Because you win by assembling natural resources from a randomly-generated landscape that can make some products ridiculously abundant or scarce, Catan teaches great economic lessons about supply and demand.  Players can’t win without mastering the concept of trade – with the mainland "bank," or even with each other. 

You get points for the largest army, but also for building a market, a library, or a university.

Yes, there is a military aspect to the game.  But it’s more like a Viking raid (or maybe modern guerilla warfare; but Catan is set in the Bronze  Age) than a war of occupation.   Playing the “knight” card involves stealing a resource from an opponent and disrupting natural resource production in the affected region for a few turns – not destroying his army, removing his cities from the map, sowing salt into the earth, or even hearing the lamentation of his women. 

But there is no conquering of someone else’s territory.  What an amazing respect for property rights!  You win this game by expanding your territory more successfully than your opponent, not by driving her from her home.  How American!  Or maybe how un-American.  I’m getting confused.   I grew up playing Monopoly and Risk, driving people from their homes and into the sea …

That’s not to say Catan is not cut-throat competitive.  There’s nothing more brutal than spending eight turns building a road to the last ore deposit, for example, and then having your opponent beat you to it on the ninth turn. 

Ultimately, the best thing about Catan is that the end of a game tends to be a race to the (arbitrary, point-based) finish between growing “empires,” rather than a two-hour Sherman’s March through Georgia.   At the end of almost every game, the “losers” are one or two acquisitions away from winning themselves, rather than having spent the last two hours downsizing or burying their dead in a lost cause.  

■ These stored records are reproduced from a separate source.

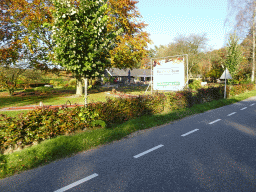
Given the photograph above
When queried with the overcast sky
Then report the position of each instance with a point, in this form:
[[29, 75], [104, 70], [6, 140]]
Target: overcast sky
[[168, 18]]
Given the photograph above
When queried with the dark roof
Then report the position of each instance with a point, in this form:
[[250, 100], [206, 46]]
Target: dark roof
[[134, 72]]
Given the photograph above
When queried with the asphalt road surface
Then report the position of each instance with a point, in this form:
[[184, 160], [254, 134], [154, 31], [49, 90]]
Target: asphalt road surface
[[211, 151]]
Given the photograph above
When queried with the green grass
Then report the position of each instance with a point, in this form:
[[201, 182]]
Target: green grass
[[66, 146]]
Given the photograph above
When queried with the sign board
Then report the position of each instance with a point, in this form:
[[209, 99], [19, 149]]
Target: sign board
[[228, 76], [169, 75]]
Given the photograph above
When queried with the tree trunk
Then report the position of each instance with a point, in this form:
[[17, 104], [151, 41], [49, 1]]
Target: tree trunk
[[85, 92], [79, 87]]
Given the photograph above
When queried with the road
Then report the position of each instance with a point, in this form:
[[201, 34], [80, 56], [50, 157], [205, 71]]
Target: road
[[211, 151]]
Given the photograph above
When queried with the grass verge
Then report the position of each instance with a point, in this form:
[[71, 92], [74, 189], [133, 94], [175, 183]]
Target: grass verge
[[66, 146]]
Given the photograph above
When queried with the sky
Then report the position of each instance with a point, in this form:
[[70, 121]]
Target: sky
[[167, 19]]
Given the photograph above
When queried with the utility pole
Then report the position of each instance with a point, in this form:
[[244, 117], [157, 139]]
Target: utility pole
[[253, 43]]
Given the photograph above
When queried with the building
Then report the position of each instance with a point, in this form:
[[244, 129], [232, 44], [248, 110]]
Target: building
[[137, 75]]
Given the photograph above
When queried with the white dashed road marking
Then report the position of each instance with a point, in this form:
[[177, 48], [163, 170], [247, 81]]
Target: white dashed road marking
[[154, 148], [77, 183], [231, 114], [215, 121], [189, 132]]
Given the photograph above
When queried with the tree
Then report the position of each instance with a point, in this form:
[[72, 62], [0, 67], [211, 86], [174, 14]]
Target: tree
[[130, 46], [193, 45], [245, 11], [11, 48], [35, 20], [234, 55], [81, 37]]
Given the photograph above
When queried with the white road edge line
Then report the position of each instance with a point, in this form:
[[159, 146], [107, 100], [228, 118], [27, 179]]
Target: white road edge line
[[154, 148], [231, 114], [189, 132], [215, 121], [77, 183]]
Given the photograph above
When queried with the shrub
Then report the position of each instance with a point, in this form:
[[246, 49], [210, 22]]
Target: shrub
[[72, 82], [208, 94], [43, 123], [44, 89], [195, 85], [179, 100], [29, 90]]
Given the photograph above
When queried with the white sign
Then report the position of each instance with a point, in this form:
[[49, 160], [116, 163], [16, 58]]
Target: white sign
[[169, 75], [226, 75]]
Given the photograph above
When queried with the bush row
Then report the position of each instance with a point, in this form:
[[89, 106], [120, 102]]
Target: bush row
[[45, 123]]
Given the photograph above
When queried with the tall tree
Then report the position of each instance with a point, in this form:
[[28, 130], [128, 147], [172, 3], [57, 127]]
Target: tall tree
[[81, 37], [11, 49], [130, 46], [245, 12], [234, 55]]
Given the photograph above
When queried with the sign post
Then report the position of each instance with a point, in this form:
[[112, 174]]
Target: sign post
[[225, 75], [169, 73]]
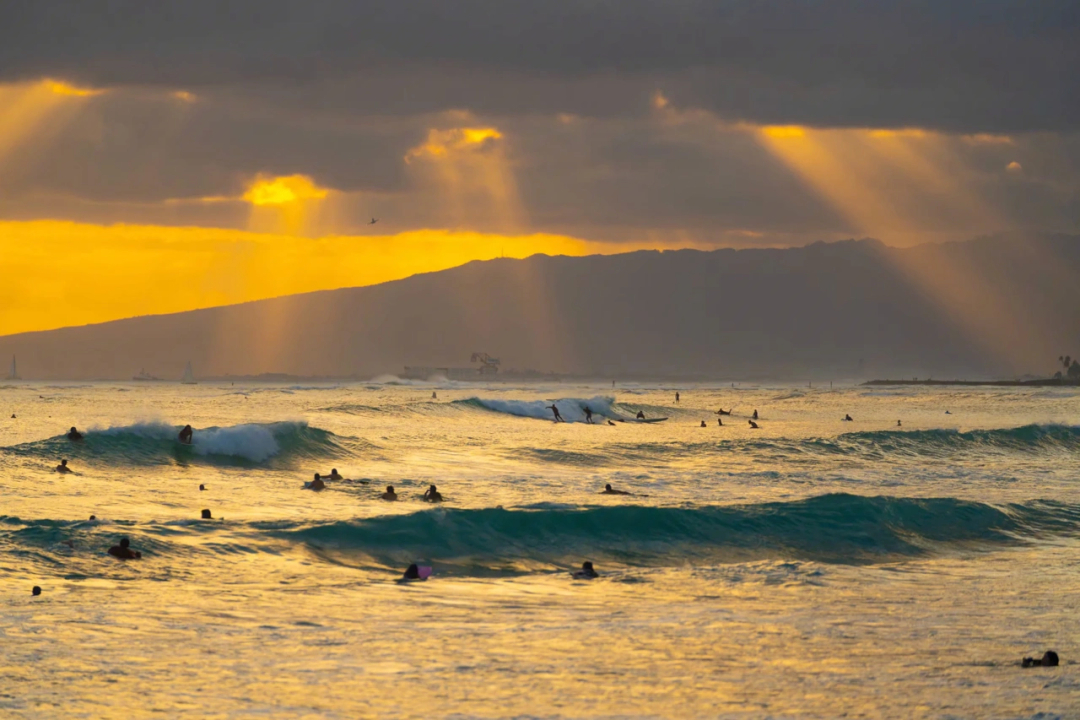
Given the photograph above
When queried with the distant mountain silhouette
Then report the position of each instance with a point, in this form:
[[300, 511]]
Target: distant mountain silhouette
[[999, 306]]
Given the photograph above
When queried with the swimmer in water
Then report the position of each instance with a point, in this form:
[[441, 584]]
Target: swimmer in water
[[1049, 660], [586, 571], [124, 552], [608, 490]]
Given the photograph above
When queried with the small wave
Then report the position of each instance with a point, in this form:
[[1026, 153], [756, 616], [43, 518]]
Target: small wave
[[833, 528], [151, 444], [572, 409]]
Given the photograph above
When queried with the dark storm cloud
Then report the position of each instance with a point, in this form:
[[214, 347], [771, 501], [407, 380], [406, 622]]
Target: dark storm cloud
[[955, 65]]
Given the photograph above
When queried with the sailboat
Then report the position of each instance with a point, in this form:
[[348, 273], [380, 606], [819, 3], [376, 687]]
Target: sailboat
[[189, 377]]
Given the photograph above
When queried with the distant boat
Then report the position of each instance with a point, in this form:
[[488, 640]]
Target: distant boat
[[189, 377]]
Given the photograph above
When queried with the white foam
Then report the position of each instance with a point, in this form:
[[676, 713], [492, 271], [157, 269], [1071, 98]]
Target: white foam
[[571, 409]]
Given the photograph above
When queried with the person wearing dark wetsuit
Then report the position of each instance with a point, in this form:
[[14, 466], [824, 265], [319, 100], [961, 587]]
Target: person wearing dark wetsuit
[[123, 551]]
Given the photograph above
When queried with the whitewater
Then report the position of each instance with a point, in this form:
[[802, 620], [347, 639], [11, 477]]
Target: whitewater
[[896, 566]]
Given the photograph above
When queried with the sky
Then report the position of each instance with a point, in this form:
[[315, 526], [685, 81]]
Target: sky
[[164, 157]]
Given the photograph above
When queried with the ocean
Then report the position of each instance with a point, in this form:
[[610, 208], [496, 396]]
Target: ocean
[[811, 568]]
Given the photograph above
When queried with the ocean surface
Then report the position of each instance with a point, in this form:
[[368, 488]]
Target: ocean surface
[[812, 568]]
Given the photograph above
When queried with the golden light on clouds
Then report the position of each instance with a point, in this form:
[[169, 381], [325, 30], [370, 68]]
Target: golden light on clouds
[[266, 190], [61, 273], [285, 204], [467, 171], [61, 87]]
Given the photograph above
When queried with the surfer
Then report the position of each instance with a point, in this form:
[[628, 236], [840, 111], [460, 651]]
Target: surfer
[[1049, 660], [586, 571], [414, 572], [608, 490], [124, 552]]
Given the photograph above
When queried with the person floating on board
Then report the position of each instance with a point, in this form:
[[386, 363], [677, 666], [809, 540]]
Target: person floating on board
[[586, 571], [124, 552], [1049, 660]]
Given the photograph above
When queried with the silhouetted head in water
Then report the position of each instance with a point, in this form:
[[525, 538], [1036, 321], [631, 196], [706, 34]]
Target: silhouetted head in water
[[586, 571], [1049, 660]]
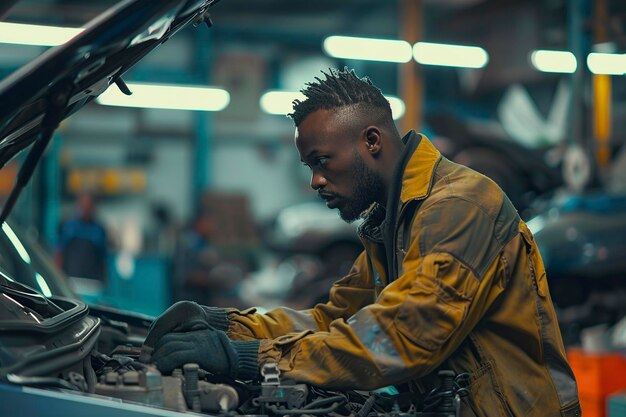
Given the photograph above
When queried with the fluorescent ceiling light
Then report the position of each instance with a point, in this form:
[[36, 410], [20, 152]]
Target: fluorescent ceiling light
[[427, 53], [554, 61], [281, 103], [160, 96], [367, 49], [21, 250], [612, 64], [37, 35]]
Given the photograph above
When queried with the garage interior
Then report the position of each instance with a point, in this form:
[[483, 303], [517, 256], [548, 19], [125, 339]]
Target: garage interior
[[215, 204]]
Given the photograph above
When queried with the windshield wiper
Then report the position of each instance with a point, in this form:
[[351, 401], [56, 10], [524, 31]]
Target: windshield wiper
[[56, 104]]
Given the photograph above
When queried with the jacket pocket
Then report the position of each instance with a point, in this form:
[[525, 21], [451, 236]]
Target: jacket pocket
[[485, 397]]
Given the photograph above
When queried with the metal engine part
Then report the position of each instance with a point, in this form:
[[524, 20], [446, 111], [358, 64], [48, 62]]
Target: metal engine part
[[183, 391]]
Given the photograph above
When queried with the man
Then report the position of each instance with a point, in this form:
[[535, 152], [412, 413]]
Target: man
[[450, 277], [83, 244]]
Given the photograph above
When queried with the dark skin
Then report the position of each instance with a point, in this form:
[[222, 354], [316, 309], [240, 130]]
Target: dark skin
[[352, 153]]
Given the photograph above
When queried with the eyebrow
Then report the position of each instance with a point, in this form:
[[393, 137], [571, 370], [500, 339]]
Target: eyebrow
[[309, 155]]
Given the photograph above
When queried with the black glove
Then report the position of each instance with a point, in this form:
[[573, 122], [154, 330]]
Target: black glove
[[183, 316], [212, 350]]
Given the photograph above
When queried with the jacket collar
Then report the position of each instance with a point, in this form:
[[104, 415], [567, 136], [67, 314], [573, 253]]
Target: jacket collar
[[418, 175], [415, 170]]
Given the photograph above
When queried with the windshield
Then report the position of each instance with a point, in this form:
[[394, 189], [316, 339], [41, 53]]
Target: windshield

The difference in the definition of success is not subtle at all … you can play a game based on competition, free markets, trade, property rights, territorial expansion, and even military intervention – and not have success defined as the extermination of your opponents.   How interesting that Monopoly was developed in America in the 1930s; Risk in France in the 1950s … and Catan in Germany in 1995. 

It’s not surprising that our society’s games are based on hundred- and thousand-year-old economic and military philosophies.  But our real-life  economic and foreign policies don’t have to reflect 50- and 80-year-old games.  I think all of us need to play a whole lot of Settlers of Catan with our kids, and soon.  Fortunately, it’s a much quicker game than its predecessors.